Ketua Umum Badan Kontak Majelis Taklim (BKMT) se-Indonesia, DR Hj Tutty Alawiyah AS, dan kebetulan adalah Rektor saya di UIA assyafiiyyah program PascaSarjana, Ia banyak mengisahkan pengalamannya saat menjadi tamu Allah di Tanah Haram. Salah satunya ketika ia merasa mendapatkan mukjizat dari Allah sehingga bisa selamat dari tragedi terowongan Mina yang menelan korban ribuan jiwa.
Ia menceritakan, kala itu, sumainya HA Chatib Naseh, memimpin rombongan jamaah haji asal Indonesia yang berjumlah sekitar 175 orang. Rombongan jamaah yang berasal dari Bimbingan Haji Alkhuriyah berencana melakukan jumratul akabah yang menjadi hari terberatnya.
Saat itu, terowongan Mina sudah dijejali ribuan jamaah dari berbagai belahan dunia. Merasa kelelahan karena telah melaksanakan wukuf di Arafah, ia menginstruksikan rombongannya untuk beristirahat. ”Saya persilahkan untuk istirahat. Jajan, makan, dan minum sebelum masuk terowongan,” kata Tutty kepada Republika pekan lalu.
Setelah beristirahat hampir setengah jam, hal itu ternyata justru memperlambat rombongannya menuju terowongan. Saat terjadi musibah terinjak-injaknya ribuan orang, Tutty bersama romobongannya hanya berbeda selang beberapa menit menuju lokasi kejadian bencana.

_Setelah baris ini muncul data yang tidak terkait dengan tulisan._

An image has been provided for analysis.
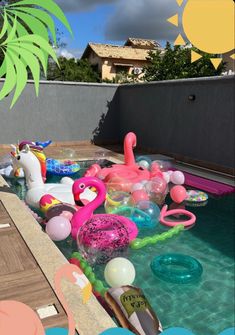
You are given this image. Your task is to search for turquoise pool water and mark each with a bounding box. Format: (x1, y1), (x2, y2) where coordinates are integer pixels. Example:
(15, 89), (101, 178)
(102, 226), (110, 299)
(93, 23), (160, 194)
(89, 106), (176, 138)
(5, 162), (235, 335)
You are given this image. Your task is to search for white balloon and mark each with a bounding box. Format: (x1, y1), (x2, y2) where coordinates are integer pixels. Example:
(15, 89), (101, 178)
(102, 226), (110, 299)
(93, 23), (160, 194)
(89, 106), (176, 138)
(162, 172), (171, 184)
(170, 171), (185, 185)
(104, 257), (136, 288)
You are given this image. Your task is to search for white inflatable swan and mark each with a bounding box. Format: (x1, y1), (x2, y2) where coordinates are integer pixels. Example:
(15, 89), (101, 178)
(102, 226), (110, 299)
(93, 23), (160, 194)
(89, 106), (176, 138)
(11, 144), (95, 209)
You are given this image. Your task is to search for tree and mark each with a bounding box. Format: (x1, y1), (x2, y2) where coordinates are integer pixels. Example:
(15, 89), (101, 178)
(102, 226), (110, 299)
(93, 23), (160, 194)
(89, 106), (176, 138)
(0, 0), (72, 108)
(47, 57), (101, 83)
(142, 42), (225, 82)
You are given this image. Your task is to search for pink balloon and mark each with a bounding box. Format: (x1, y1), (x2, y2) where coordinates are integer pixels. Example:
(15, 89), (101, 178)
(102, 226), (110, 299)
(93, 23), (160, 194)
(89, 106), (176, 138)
(170, 171), (185, 185)
(170, 185), (187, 204)
(46, 216), (71, 241)
(131, 190), (149, 204)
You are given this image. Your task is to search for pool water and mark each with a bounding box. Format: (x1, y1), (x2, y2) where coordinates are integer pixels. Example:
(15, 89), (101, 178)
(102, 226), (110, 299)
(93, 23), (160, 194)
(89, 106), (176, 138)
(5, 161), (235, 335)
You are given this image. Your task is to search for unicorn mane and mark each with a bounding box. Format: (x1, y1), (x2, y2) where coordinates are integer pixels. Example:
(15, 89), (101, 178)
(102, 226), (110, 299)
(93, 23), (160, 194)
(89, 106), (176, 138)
(31, 149), (47, 182)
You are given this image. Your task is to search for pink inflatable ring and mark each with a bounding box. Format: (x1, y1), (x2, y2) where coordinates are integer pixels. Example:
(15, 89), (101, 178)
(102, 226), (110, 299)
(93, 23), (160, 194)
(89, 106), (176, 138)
(159, 205), (196, 227)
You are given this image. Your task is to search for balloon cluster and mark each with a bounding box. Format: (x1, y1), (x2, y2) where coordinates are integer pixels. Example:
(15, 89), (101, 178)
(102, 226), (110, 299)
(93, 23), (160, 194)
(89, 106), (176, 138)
(107, 157), (187, 207)
(105, 192), (160, 229)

”Subhannallah. Kami tak henti-hentinya bertakbir dan bersyukur. Ini mukjizat dari Allah,” ujarnya. Menurutnya, saat peristiwa itu terjadi, ia sempat terpisah bersama rombongannya dan terpecah hingga 10 kelompok.
Sejak berangkat dari pukul 08.00 Waktu Arab Saudi (WAS), Tutty baru berkumpul kembali bersama rombongannya sekitar pukul 18.00 WAS. Pujian, lantunan syukur, dan gema takbir yang diiringi tangis haru pecah tak terbendung mengingat kebesaran Allah. ”Kita hanya beda lima menit dari peristiwa Mina,” tutur penulis puluhan buku agama ini.

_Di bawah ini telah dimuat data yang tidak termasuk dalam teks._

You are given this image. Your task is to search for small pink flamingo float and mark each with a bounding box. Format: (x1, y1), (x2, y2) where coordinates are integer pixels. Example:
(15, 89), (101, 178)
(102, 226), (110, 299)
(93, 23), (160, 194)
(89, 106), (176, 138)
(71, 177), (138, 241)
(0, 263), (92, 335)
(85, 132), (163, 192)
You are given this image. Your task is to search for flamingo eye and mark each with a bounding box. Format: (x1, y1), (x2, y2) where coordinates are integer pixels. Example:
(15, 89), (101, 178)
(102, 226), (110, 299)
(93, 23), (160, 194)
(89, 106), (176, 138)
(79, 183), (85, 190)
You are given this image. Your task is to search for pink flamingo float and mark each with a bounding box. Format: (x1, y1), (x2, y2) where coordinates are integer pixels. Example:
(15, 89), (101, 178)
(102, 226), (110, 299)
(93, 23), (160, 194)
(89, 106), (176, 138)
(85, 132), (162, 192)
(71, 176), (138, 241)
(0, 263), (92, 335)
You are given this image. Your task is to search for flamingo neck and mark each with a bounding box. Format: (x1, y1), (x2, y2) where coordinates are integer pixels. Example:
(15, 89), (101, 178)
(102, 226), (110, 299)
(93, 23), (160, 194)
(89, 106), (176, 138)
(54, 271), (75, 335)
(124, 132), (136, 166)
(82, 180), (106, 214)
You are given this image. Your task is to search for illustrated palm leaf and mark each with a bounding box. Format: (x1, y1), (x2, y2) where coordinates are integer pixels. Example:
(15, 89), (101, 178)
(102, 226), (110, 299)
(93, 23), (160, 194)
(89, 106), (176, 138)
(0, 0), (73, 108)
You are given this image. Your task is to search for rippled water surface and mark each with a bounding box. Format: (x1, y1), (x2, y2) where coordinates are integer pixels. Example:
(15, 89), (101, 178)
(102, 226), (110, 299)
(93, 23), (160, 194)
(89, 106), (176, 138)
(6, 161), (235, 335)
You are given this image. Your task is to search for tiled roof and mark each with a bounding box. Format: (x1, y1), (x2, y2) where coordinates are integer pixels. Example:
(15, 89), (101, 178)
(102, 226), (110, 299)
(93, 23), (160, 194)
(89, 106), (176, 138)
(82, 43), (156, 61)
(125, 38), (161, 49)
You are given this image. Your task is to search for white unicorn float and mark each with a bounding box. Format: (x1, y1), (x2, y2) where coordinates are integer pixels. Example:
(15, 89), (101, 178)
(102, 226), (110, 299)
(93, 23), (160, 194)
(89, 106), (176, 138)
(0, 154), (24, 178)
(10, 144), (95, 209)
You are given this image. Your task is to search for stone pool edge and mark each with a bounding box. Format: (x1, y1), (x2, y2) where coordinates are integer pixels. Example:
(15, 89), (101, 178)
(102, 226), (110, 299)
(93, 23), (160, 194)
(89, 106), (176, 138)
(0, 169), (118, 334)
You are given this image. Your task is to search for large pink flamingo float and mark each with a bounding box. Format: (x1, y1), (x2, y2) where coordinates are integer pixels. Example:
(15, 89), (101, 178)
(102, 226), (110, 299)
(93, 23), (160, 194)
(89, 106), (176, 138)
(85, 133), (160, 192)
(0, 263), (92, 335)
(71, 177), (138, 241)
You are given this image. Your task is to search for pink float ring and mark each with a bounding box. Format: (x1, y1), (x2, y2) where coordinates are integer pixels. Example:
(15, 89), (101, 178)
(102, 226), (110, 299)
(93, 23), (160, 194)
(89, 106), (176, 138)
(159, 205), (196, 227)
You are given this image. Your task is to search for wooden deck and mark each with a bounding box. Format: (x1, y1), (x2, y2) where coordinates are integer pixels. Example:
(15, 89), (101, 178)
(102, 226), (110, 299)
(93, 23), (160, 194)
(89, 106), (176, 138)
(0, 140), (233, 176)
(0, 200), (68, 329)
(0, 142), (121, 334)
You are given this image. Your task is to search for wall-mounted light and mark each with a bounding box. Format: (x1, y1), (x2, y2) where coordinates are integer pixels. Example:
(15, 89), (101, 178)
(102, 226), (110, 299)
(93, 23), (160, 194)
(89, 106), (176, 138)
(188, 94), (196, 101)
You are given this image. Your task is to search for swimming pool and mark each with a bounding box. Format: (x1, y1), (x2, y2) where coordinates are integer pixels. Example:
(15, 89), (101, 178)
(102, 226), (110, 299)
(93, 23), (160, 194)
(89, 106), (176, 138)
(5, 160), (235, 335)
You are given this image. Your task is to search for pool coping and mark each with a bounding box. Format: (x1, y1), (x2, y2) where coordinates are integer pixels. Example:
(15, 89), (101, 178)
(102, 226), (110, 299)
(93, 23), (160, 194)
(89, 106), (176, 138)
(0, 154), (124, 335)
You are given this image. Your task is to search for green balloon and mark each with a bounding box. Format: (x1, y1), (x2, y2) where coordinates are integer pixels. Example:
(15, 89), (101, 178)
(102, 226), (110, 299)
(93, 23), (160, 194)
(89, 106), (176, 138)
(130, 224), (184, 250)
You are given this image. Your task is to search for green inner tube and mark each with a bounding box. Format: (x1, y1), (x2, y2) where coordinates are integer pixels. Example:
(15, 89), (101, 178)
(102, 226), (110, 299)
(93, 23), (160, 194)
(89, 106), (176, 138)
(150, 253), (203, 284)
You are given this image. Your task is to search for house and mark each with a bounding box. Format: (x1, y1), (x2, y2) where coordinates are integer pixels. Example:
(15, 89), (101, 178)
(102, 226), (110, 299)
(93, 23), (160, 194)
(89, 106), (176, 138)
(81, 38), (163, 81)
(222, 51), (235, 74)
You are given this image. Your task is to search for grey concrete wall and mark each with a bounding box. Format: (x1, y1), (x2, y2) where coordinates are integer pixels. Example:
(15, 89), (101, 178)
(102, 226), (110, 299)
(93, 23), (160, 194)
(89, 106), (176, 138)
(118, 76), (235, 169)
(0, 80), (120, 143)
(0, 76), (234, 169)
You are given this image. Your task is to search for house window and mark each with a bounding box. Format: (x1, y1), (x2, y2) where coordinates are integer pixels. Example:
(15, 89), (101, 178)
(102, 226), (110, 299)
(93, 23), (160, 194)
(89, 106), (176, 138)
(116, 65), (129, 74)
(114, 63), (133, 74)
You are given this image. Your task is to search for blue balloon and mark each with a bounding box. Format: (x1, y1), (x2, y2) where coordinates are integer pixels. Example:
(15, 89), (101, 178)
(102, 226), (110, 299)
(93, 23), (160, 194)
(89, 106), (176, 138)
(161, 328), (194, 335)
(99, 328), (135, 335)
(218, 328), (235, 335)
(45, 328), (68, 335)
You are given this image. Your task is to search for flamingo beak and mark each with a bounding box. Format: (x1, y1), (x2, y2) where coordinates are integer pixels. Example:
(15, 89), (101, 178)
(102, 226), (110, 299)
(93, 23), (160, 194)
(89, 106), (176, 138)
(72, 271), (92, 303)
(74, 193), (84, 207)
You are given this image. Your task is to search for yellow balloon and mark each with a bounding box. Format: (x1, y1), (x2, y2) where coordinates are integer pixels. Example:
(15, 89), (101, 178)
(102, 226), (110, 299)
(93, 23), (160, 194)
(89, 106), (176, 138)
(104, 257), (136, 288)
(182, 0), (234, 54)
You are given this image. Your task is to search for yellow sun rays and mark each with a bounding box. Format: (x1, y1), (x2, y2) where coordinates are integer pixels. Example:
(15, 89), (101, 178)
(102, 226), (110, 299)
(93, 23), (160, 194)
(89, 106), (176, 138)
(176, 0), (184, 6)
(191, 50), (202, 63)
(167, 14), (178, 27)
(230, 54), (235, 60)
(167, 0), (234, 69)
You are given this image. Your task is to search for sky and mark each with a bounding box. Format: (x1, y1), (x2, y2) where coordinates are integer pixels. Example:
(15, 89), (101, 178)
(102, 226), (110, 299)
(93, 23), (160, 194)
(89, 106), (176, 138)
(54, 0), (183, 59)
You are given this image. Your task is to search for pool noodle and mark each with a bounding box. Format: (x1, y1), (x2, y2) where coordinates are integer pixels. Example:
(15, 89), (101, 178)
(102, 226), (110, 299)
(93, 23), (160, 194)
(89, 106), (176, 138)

Kejadian di era tahun 1990 itu memberi banyak pelajaran berharga padanya. Misalnya pentingnya sikap sabar yang harus ditanamkan sejak dini bagi calon jamaah haji. Ketika peristiwa Mina berlangsung, hampir sebagian jamaah tidak bersabar dan berebut saling berdesak-desakkan.
Akibatnya, jamaah haji asal Indonesia dan Turki menjadi korban meninggal dunia terbanyak. Wanita yang pernah mendapat gelar Profesor dari Federation Al Munawwarah, Jerman, ini sempat menyesalkan buruknya sistem teknologi informasi dan lambannya penanganan pemerintah Indonesia waktu peristiwa itu terjadi.
Sebaliknya, ia merasa salut atas kebijakan pemerintah Arab Saudi yang segera membangun terowongan baru menjadi dua arah untuk mencegah kejadian serupa terulang lagi. Ibu dari lima putra ini juga berbagi kisah tentang pengalaman lain ketika pertama kali menunaikan ibadah haji.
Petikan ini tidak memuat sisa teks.